Disclaimer - I don't have much experience in topology/complex geometry, so I apologize if what I'm asking is too elementary for this site.

Let $S$ be some orientable surface obtained by removing finitely many points from a closed surface.

The Riemann moduli space for $S$ is just the set of isomorphism classes of complex structures.

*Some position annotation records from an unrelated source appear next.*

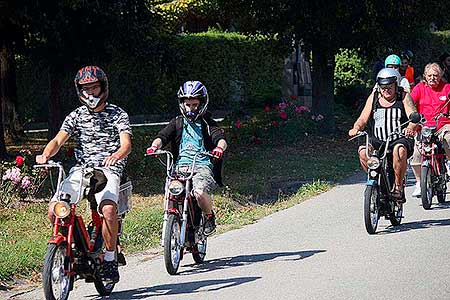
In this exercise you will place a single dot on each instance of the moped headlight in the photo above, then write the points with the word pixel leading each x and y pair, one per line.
pixel 176 187
pixel 373 163
pixel 426 132
pixel 61 209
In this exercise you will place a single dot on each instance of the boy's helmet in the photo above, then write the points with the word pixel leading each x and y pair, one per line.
pixel 392 60
pixel 388 76
pixel 193 89
pixel 91 74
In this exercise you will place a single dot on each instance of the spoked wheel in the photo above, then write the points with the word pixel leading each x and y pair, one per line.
pixel 55 282
pixel 397 214
pixel 371 208
pixel 426 187
pixel 172 248
pixel 199 251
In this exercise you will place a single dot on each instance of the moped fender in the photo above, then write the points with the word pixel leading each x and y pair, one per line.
pixel 57 239
pixel 371 182
pixel 426 163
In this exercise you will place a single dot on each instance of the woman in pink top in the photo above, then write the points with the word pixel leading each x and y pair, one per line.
pixel 431 98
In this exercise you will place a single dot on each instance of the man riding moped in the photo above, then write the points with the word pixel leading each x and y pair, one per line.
pixel 386 108
pixel 192 132
pixel 103 135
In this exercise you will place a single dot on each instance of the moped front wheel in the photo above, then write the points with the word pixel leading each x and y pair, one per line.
pixel 371 208
pixel 172 247
pixel 426 187
pixel 55 281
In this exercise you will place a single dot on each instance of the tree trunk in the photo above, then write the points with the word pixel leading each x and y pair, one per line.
pixel 3 153
pixel 54 109
pixel 323 85
pixel 10 118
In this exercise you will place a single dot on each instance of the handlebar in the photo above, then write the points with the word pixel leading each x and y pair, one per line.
pixel 169 164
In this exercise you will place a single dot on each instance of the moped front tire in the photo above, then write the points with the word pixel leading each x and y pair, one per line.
pixel 56 284
pixel 371 208
pixel 172 247
pixel 426 187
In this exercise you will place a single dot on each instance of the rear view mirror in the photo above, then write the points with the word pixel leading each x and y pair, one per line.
pixel 415 117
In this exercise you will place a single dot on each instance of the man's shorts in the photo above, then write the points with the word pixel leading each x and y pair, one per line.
pixel 443 135
pixel 202 180
pixel 71 185
pixel 406 142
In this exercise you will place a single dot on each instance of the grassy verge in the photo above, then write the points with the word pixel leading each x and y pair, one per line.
pixel 260 179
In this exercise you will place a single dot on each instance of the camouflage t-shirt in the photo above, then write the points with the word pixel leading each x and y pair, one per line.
pixel 97 134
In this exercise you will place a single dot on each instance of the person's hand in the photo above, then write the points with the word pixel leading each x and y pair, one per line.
pixel 111 160
pixel 41 159
pixel 217 152
pixel 352 132
pixel 151 150
pixel 408 132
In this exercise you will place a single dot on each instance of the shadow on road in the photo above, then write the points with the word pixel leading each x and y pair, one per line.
pixel 243 260
pixel 179 288
pixel 416 225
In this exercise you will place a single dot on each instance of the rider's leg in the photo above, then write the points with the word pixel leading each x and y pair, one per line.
pixel 110 225
pixel 399 156
pixel 363 157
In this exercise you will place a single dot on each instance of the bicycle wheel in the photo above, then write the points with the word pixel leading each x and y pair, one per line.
pixel 371 208
pixel 54 280
pixel 172 248
pixel 426 187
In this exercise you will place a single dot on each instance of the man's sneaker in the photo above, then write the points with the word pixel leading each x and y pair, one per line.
pixel 109 271
pixel 210 224
pixel 417 192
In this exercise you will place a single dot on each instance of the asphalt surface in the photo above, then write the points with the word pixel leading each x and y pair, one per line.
pixel 318 249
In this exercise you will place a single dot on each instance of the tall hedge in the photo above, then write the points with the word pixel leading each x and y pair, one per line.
pixel 237 70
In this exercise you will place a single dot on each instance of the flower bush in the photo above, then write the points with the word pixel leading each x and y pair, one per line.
pixel 283 122
pixel 19 180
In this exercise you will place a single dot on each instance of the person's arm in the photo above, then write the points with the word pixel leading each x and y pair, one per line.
pixel 122 152
pixel 52 147
pixel 361 122
pixel 409 109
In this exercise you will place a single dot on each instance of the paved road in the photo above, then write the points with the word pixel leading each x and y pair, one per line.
pixel 316 250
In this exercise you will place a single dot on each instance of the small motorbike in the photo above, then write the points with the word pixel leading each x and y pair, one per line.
pixel 433 176
pixel 378 198
pixel 75 250
pixel 183 219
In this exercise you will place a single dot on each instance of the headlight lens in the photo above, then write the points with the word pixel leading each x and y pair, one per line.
pixel 61 209
pixel 373 163
pixel 427 131
pixel 176 187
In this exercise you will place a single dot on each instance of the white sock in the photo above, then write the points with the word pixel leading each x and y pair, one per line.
pixel 110 255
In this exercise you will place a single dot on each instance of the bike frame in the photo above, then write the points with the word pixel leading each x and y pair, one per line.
pixel 73 222
pixel 188 204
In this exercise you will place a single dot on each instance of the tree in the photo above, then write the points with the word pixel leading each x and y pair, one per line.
pixel 326 26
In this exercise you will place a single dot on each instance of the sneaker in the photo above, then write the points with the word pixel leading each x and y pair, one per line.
pixel 417 191
pixel 109 271
pixel 210 224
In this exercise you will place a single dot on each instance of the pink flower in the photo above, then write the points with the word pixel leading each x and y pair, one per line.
pixel 26 182
pixel 19 160
pixel 12 174
pixel 302 108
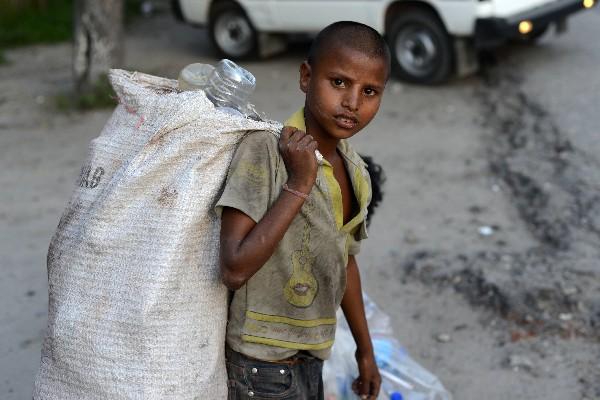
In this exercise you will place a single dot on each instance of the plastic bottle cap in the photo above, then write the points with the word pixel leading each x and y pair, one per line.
pixel 396 396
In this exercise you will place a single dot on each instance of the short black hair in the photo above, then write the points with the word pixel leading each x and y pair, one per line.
pixel 352 35
pixel 377 180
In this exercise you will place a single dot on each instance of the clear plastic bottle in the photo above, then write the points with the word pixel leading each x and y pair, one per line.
pixel 195 76
pixel 401 374
pixel 228 86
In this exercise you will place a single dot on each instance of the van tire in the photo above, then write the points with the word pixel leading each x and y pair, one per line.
pixel 231 31
pixel 421 48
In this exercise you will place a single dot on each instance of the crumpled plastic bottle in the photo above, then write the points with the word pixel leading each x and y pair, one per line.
pixel 402 377
pixel 228 86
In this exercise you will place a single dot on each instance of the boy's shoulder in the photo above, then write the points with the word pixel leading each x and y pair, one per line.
pixel 353 156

In other words, it's the quotient of the set of all complex structures on $S$, by the equivalence relation where two complex structures $\mu,\mu'$ on $S$ are equivalent if there is an homeomorphism $f : S\rightarrow S$ such that $\mu\circ f = \mu'$.

According to Wikipedia, the Teichmuller space for $S$ can be described as also the quotient of the set of all complex structures on $S$ by the same equivalence relation, except where the $f$ is required to be isotopic to the identity.

In Lochak's paper here: http://www.math.jussieu.fr/~lochak/textes/curves.pdf

he says that points of the Teichmuller space can be described by pairs $(X,f)$ where $X$ is a Riemann surface (ie, a complex structure on $S$), and $f : S\rightarrow X$ is a diffeomorphism, and that $(X,f)\sim(X',f')$ if $f'\circ f^{-1}$ is homotopic to an isomorphism (ie, a biholomorphic map) from $X\rightarrow X'$.

My first question is - In this case, is $f'\circ f^{-1}$ being homotopic to an isomorphism equivalent to it being isotopic to one?

My second question is - Why are these two definitions equivalent? I can't seem to see why having an isomorphism $X\rightarrow X'$ that is isotopic to the identity is equivalent to $f'\circ f^{-1}$ being homotopic to an isomorphism.

In fact this just seems false. Ie, consider the case where $X = X'$ as Riemann surfaces, and pick markings $f,f'$ such that $f'\circ f^{-1}$ is not isotopic to the identity, then the equivalence of the two definitions would seem to imply that there are isomorphisms between $X$ and $X'$ that are isotopic to the identity, and ones that are not, which seems strange to me.